The fact that a court resorts to checking the definition of a particular word in a dictionary, as the trial court did in the present case with respect to "duplicate," does not mean that the document is ambiguous. Numerous courts have found a contract to be unambiguous while, at the same time, checking a dictionary definition to determine the clear and ordinary meaning of a word. Guman, supra; Hrynciw v. State Auto Ins. Cos. (Mar. 31, 1998), Lucas App. No. L-97-1267, unreported, 1998 WL 161200; Graham v. Drydock Coal Co. (Dec. 29, 1994), Athens App. No. 93CA1599, unreported, 1994 WL 725149. A dictionary definition does not amount to parol evidence. It is a reliable source for finding the plain and ordinary meaning of a word. Rite Aid of Ohio, Inc. v. Marc's Variety Store, Inc. (1994), 93 Ohio App.3d 407, 415.
In the case sub judice, there is no need to resort to construction of the language, or to consider parol evidence. A review of the trial court's judgment entry gives no indication that the trial court did so. Instead, it appears that the trial court properly considered the plain and ordinary meaning of the words in the agreement. As previously stated, checking various dictionary definitions of a certain word does not equate with a finding of ambiguity. The trial court examined the different pumps and heard testimony from both sides on the similarities and differences between the pumps. The court concluded that while they were "very similar," they were not "duplicates" and, accordingly, no breach of contract occurred. We do not find error in this conclusion.
Based upon the foregoing analysis, Commercial's first assignment of error is without merit.
In the second assignment of error, Commercial contends that the trial court erred by applying a tort analysis in determining whether or not a breach of the settlement agreement occurred.

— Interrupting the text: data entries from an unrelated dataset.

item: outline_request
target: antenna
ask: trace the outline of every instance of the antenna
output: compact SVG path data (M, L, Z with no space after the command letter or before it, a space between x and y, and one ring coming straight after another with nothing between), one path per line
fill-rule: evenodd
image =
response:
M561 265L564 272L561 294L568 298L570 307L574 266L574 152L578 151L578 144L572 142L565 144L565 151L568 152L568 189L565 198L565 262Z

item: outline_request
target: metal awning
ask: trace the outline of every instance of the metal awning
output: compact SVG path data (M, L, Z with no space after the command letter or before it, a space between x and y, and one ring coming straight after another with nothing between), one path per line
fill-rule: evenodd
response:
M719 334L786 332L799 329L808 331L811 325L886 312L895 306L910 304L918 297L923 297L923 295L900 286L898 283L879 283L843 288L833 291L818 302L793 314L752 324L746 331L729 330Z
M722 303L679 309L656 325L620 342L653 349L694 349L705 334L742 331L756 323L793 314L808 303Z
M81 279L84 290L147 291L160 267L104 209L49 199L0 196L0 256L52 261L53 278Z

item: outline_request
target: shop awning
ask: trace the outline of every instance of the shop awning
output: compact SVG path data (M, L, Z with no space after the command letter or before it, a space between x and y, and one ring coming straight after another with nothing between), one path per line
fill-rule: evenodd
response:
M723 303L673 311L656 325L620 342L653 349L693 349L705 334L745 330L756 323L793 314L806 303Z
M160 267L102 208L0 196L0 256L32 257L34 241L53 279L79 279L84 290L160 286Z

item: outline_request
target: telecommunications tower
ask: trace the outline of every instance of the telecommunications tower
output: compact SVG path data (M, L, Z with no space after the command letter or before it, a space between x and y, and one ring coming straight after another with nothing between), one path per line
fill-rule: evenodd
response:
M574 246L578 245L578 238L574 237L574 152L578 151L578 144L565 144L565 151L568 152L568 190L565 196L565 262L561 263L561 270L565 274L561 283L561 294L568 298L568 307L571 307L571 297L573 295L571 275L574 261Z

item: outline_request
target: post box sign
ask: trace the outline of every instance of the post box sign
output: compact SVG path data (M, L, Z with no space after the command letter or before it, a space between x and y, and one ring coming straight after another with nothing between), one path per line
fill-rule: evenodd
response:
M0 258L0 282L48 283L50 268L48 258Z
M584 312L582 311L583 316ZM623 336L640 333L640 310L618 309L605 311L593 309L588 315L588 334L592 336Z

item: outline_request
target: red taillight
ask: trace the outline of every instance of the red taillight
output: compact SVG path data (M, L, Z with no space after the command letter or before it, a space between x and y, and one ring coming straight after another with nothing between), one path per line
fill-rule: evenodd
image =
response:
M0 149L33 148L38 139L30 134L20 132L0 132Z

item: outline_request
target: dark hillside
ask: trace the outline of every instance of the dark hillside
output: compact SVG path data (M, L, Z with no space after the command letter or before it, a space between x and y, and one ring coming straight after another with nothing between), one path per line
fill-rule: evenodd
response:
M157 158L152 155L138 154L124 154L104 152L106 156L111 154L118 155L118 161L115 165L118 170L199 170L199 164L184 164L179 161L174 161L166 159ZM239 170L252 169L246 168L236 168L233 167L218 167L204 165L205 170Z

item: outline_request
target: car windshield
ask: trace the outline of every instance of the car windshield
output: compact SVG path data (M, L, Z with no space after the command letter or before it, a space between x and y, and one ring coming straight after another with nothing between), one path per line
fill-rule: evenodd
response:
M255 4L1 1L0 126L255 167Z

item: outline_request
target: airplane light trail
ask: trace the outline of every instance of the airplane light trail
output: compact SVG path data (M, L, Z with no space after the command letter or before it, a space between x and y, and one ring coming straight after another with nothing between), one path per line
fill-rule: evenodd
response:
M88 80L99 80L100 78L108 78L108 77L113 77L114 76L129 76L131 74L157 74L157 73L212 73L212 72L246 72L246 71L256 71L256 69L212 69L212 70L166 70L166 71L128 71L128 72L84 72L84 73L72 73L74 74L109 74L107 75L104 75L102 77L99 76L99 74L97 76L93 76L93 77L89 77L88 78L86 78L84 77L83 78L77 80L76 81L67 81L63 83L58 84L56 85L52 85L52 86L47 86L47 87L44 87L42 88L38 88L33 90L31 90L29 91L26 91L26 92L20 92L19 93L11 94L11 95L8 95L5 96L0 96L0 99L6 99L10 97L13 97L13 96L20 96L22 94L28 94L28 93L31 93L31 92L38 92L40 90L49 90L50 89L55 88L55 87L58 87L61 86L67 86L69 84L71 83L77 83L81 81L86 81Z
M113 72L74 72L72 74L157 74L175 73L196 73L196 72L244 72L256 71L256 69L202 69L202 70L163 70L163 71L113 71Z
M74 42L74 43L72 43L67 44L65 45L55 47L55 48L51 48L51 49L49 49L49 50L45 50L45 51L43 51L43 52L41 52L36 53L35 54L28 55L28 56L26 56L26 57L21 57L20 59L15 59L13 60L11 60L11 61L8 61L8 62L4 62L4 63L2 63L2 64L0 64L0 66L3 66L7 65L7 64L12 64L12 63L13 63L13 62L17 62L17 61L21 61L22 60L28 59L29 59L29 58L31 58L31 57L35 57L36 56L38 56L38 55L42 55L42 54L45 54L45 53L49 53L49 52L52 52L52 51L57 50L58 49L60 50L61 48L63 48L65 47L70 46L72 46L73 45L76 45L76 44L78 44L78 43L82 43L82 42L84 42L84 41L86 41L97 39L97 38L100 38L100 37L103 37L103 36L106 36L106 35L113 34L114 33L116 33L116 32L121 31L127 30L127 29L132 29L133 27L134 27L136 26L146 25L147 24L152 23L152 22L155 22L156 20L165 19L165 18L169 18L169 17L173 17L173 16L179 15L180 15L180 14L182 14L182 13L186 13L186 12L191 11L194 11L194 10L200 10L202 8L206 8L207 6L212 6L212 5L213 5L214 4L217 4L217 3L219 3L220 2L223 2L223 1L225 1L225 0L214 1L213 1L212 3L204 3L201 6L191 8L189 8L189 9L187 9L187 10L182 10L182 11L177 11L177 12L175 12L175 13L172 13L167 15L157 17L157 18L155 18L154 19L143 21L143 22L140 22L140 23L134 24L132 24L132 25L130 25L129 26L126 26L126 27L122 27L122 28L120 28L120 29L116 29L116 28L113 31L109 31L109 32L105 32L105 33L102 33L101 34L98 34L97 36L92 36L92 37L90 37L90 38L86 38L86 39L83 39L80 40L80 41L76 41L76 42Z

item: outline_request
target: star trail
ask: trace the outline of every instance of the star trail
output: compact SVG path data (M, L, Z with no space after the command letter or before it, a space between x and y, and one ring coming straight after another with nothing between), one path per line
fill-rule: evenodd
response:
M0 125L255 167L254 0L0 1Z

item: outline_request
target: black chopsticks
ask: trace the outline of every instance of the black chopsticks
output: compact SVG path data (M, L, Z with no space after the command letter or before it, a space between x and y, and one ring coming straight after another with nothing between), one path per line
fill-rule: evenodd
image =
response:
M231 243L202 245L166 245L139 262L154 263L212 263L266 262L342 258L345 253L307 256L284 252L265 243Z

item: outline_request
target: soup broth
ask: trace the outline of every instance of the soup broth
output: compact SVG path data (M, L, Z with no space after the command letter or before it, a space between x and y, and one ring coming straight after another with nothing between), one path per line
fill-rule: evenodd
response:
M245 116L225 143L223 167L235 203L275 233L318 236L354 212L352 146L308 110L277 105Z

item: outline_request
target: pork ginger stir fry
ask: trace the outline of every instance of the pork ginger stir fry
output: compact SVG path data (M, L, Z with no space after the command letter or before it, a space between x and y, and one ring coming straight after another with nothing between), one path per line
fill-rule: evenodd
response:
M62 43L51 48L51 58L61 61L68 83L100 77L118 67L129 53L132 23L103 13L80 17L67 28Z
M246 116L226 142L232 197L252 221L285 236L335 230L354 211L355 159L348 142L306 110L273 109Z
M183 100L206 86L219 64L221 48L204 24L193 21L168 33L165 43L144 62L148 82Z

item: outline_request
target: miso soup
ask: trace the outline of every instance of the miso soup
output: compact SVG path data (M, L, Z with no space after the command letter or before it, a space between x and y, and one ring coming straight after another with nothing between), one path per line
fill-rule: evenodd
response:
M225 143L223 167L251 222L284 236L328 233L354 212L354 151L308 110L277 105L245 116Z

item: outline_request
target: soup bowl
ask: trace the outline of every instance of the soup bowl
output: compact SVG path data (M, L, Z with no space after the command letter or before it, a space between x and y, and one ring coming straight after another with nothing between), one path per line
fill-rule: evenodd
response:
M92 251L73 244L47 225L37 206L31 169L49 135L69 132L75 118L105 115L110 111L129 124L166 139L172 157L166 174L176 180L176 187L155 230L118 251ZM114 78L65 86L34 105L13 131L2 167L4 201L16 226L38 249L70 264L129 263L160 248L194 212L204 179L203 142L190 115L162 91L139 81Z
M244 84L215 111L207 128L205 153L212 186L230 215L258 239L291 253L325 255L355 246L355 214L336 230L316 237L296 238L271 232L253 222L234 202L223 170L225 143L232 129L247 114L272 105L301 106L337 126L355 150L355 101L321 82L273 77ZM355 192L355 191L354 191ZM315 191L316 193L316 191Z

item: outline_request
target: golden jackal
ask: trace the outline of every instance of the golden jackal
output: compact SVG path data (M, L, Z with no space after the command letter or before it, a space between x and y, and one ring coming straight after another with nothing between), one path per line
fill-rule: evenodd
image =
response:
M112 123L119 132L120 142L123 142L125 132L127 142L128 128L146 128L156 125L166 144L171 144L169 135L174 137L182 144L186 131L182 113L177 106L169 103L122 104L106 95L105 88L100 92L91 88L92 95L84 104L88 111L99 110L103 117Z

Specifically, Commercial argues that the trial court's judgment entry is devoid of any language indicating that a contract analysis was employed but, instead, shows signs that the court improperly used an unfair competition analysis.
We believe, however, that the mere fact that the trial court did not specifically state that it was applying a contract analysis does not mean that it failed to use such analysis. The issue before the court was whether Permco breached the 1980 settlement agreement by selling or distributing a pump made with "envelope parts that duplicate the outer configuration of envelope parts manufactured by Commercial." In order to make this determination, the trial court had to examine and compare the two pumps, and hear evidence as presented by both sides. The trial court acted accordingly. Additionally, the 1980 settlement agreement was the result of the resolution of a lawsuit that was based, in part, on a claim of unfair competition. Thus, it only makes sense that in determining whether a breach occurred, the trial court would examine whether or not consumer confusion would result from the sale of both pumps. The elimination of such confusion was clearly the object of the settlement agreement.
Hence, the trial court did not apply the wrong analysis in deciding this dispute. Commercial's second assignment of error is without merit.
The judgment of the trial court is hereby affirmed.
________________________________________ PRESIDING JUDGE WILLIAM M. O'NEILL
CHRISTLEY, J., GRENDELL, J., concur.